My final weeks in Honduras have been characterised by a satisfying symmetry, clean repetitions of things I did in my initial weeks in Honduras. For example, both my first and last weekends here (and no occasions in between) saw me at a big happy ex pat dinner in a Finnish friend's beautiful apartment. My first glimpse of Honduras, 6 years ago, was crossing from Guatemala to Copán Ruinas and from there hitching across the west of the country towards El Salvador. I've always had a soft spot for that western chunk, so it was especially fitting that my last full week in Honduras was spent in Santa Rosa de Copán and environs.
This is the centre of popular protest in Honduras, the poorest part of the country and the angriest. Our partner organisations have received death threats, are regularly intimidated for protesting against the contracts that go to foreign companies for large scale exploitation of Honduras' gold reserves, among other things. "Tomas de carreteras" - road seizures - are as regular as teachers' strikes, power cuts or dengue outbreaks here. In the west, central government is less important than local government; and people have learned to express their needs in a way that gets the attention of policy makers. But the challenge is greater here than perhaps anywhere else in the country; the needs, the poverty, the inequality.
It looks a bit like Ireland, only more so: hillier, cliffier, greener, foggier. On Tuesday afternoon, I arrived to a meeting in the back of beyond, where four men in white cowboy hats awaited me, their clothes filthy from the fields. It's cold, damp - "fresh" they call it - and the houses that crouch at the sides of the treacherous roads are made more of holes than of mud and twigs. (Do I fetishise poverty? I fear, in trying to visibilise it, I do). How can you possibly square this, gold mines alongside shivering poverty, potato famine poverty? But the scenery in its drama and changing light is quite possibly the most beautiful of all of Honduras.
This was my last field trip. I met 30 teenagers organising to advocate for the needs of young people in their communities, staggeringly articulate and enthusiastic. I met some sleepy women, being organised into a network whose purpose, I felt, they didn't quite understand. And some campesinos who are training their peers to monitor government spending. In general, if the government isn't spending money on agriculture, they figure it's wasting its time.
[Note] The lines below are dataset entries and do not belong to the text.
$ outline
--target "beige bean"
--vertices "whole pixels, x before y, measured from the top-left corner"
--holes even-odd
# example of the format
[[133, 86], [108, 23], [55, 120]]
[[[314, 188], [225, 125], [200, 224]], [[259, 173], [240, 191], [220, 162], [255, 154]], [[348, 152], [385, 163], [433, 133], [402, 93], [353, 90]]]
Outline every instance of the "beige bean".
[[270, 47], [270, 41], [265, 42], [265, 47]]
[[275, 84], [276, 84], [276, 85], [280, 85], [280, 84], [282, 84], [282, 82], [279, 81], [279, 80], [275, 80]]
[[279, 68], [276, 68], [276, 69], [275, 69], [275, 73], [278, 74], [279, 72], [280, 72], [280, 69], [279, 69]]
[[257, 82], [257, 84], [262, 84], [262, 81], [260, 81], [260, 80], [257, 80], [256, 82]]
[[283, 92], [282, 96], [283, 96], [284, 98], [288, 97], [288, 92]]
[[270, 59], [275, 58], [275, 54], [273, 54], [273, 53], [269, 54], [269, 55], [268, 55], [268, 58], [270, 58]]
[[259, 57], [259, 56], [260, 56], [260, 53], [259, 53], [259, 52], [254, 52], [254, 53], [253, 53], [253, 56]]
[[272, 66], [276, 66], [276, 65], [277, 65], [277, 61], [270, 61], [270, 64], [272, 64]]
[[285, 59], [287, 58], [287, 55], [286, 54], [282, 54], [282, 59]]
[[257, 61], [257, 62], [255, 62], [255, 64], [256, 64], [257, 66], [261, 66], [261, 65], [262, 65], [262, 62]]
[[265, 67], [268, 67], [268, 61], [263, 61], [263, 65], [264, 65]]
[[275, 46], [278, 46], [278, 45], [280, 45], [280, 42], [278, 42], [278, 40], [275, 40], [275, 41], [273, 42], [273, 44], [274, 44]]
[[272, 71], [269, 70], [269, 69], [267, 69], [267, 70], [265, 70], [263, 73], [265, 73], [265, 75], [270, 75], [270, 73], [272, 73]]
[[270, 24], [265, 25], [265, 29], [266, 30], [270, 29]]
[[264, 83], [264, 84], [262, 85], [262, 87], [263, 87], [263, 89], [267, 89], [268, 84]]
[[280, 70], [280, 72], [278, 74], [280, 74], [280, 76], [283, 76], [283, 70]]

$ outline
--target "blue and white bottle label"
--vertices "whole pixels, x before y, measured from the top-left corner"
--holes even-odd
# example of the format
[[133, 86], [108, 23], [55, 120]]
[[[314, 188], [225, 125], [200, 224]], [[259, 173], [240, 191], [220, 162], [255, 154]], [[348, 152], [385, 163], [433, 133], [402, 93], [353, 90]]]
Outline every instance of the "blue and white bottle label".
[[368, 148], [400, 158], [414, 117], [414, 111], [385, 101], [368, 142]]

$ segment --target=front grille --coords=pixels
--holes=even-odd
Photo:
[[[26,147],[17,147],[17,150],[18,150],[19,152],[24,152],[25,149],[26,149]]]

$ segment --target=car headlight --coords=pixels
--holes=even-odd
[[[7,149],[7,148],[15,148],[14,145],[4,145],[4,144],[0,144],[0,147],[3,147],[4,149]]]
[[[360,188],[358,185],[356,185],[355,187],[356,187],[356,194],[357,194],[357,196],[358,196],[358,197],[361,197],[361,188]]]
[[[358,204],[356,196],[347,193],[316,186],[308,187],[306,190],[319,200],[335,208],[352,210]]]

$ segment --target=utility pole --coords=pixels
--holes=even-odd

The beautiful thing about this random mixture of groups was that they all talked to each other. Each of them knew about the other, and collaborated in one way or another with all the other groups in their vicinity. All those old chestnuts that I've been looking for: solidarity, mobilisation, anger even. Here in the west, there were glimpses of those things.
It's been a long year of watching organisations bicker and engage in power struggles. Am I sorry it's over? Emphatically no. And emphatically yes. No, because those struggles have exhausted and confused me. And yes because I'm only beginning to see where they're going, and how they might just get there.
Reading this blog, I know I've never made it clear how big a deal these tiny impossible initiatives are. In the time I've been here, 4 members of organisations we support have been killed; many many more have been threatened and intimidated. And what I've learned this year is that, even when you're life's at risk, you still have to do the accounts, pay the secretary, handle your board of directors. And even when you're a martyr, you still might be lousy at all these things. Defending human rights is trabajo de hormiga; ant's work, slow and tedious when you get down to the details, but nevertheless thrilling and amazing.
It's the weekend and my time is divided equally between office (panic) bedroom (panic-packing) and a variety of hostelries (panic denial). I leave on Wednesday morning, and the aircraft spits me into chilly Dublin on Thursday afternoon. I'll be honest folks: I can't wait. I hope to see you all there or there around, some time soon.
In the meantime, there's sure to be some valedictory stock taking style post here over the course of the next couple of days.